Well...there's way too much there to comment on. But a couple of
comments anyway:

Some thoughts about Marc Carter's post.
Marc said that my original contention was that:
>"thoughtful theologians" were responsible for modern science, not that the 
>collection of people who invented science were religious.

I may have been unintentionally misleading, but my actual contention
was much more the latter: that the people involved with the
development of science thought that their explorations using God's
highest gift of reason was glorifying God. That is, their science was
religiously motivated--not that they were professional theologians. In
the sense that Christianity has a specific theology (that God created
a lawful universe accessible to reason, etc. etc.) these men were
motivated to create their science to better understand the Christian
God.

>Reflection on the world and the human condition led to the development of 
>science, not reflection on the existence or characteristics of gods.
This is a categorical statement about which I disagree. It was exactly
the reflection on the characteristics of the Christian God as spelled
out in Christian theology that both inspired and allowed these men to
embark on the scientific enterprise.

>Read Gleick or Michael White on Newton.  His Christianity didn't make him a 
>scientist, and his commentary on the Bible didn't make him a theologian.
I think it is pretty clear that Newton was a very religious man and
that he considered himself in the service of God and uncovering the
knowledge of God as he undertook his scientific activities. I would
assume that Gleick and White simply are anti-religious.

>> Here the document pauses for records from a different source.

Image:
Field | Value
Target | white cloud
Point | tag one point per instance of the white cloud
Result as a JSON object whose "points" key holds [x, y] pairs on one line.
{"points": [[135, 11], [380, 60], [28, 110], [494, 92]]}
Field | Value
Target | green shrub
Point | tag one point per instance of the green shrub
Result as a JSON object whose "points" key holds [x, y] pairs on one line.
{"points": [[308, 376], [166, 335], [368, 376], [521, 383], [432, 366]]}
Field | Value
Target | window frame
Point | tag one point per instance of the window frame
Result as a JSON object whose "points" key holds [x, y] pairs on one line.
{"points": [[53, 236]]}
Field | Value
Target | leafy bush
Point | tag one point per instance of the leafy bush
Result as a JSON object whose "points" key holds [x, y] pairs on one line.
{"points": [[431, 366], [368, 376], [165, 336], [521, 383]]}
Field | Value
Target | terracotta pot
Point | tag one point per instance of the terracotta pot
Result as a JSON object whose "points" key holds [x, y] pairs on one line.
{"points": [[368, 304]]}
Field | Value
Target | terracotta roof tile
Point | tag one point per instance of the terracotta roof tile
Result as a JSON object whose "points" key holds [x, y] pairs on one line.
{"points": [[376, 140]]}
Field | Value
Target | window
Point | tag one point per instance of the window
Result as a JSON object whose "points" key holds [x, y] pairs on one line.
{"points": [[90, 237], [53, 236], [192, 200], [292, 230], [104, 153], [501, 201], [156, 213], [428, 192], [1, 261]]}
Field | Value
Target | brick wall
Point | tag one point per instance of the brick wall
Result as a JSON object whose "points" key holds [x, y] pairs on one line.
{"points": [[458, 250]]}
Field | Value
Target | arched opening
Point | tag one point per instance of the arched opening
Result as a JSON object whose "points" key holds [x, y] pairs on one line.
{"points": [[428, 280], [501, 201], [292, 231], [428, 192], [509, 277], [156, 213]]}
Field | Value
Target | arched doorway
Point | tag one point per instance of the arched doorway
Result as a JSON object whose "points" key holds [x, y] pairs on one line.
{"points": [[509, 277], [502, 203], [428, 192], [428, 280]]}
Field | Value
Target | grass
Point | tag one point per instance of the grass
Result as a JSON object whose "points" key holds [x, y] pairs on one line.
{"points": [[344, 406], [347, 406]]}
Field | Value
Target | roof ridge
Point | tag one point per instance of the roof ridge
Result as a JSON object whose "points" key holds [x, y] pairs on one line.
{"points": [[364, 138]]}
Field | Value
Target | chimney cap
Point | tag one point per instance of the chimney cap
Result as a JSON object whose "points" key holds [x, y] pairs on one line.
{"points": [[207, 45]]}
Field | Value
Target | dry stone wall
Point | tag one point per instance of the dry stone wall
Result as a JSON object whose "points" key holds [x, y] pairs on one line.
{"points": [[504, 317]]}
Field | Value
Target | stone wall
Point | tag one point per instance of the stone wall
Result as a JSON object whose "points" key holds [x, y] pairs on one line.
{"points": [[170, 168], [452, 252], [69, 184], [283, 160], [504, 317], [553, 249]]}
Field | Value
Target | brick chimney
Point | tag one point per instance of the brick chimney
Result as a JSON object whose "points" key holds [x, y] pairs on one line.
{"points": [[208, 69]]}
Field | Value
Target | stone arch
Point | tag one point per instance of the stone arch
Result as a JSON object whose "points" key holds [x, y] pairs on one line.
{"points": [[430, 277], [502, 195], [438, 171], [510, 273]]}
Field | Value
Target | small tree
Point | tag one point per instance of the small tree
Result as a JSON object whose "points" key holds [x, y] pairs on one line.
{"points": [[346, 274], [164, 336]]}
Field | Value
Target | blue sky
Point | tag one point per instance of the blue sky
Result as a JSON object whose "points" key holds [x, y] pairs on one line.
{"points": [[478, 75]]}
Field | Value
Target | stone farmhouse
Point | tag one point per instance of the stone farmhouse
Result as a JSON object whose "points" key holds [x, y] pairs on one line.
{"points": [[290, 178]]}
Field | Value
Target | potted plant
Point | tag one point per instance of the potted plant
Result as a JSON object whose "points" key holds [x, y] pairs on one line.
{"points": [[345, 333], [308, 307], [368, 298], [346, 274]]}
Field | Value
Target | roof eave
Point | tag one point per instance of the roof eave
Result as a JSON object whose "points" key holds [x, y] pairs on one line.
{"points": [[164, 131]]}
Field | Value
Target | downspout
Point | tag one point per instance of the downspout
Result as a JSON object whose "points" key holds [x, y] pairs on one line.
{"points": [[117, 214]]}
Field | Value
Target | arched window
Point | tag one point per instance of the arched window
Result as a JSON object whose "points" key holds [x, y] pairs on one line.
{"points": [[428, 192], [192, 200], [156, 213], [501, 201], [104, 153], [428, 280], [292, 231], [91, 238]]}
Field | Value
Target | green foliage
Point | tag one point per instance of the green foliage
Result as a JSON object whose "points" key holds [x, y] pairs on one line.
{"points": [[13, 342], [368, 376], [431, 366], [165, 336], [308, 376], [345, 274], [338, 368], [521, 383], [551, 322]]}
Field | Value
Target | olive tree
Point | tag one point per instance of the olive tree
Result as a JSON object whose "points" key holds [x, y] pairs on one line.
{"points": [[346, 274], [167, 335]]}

True to form Mike Palij managed to come up with some obscure
individual in order to further complicate the issue (with standard
disclaimers also), prefaced by:
>One problem with "shallow" explanations like that provided by Prof. Smith is 
>that it fails to recognize that others may have made
similar sorts of claims

Actually, I don't think that's a problem at all and Mike's post seems
rather like a non-sequitur.

and finally, Allen commented:
> Leaving aside that Darwin was hardly among "the first scientists", it
is erroneous to state he was religious. On the contrary, he had ceased
to believe in the tenets of Christianity by the early 1840s, and
following the death of his beloved daughter Annie in 1850 he ceased to
be a believer in any kind of conventional religious belief.

Yes, I know that Darwin isn't among the first scientists.
I included Darwin because he is the object of almost orgasmic devotion
by at least some very vocal atheists (and probably their
followers)--their god one might say--and because he also was
religious: at least in the beginning, as shown by your post that "he
had ceased to believe". So then, Darwin too at least started out
religious and his motivation for engaging in the study of the natural
world could well have been a religious one.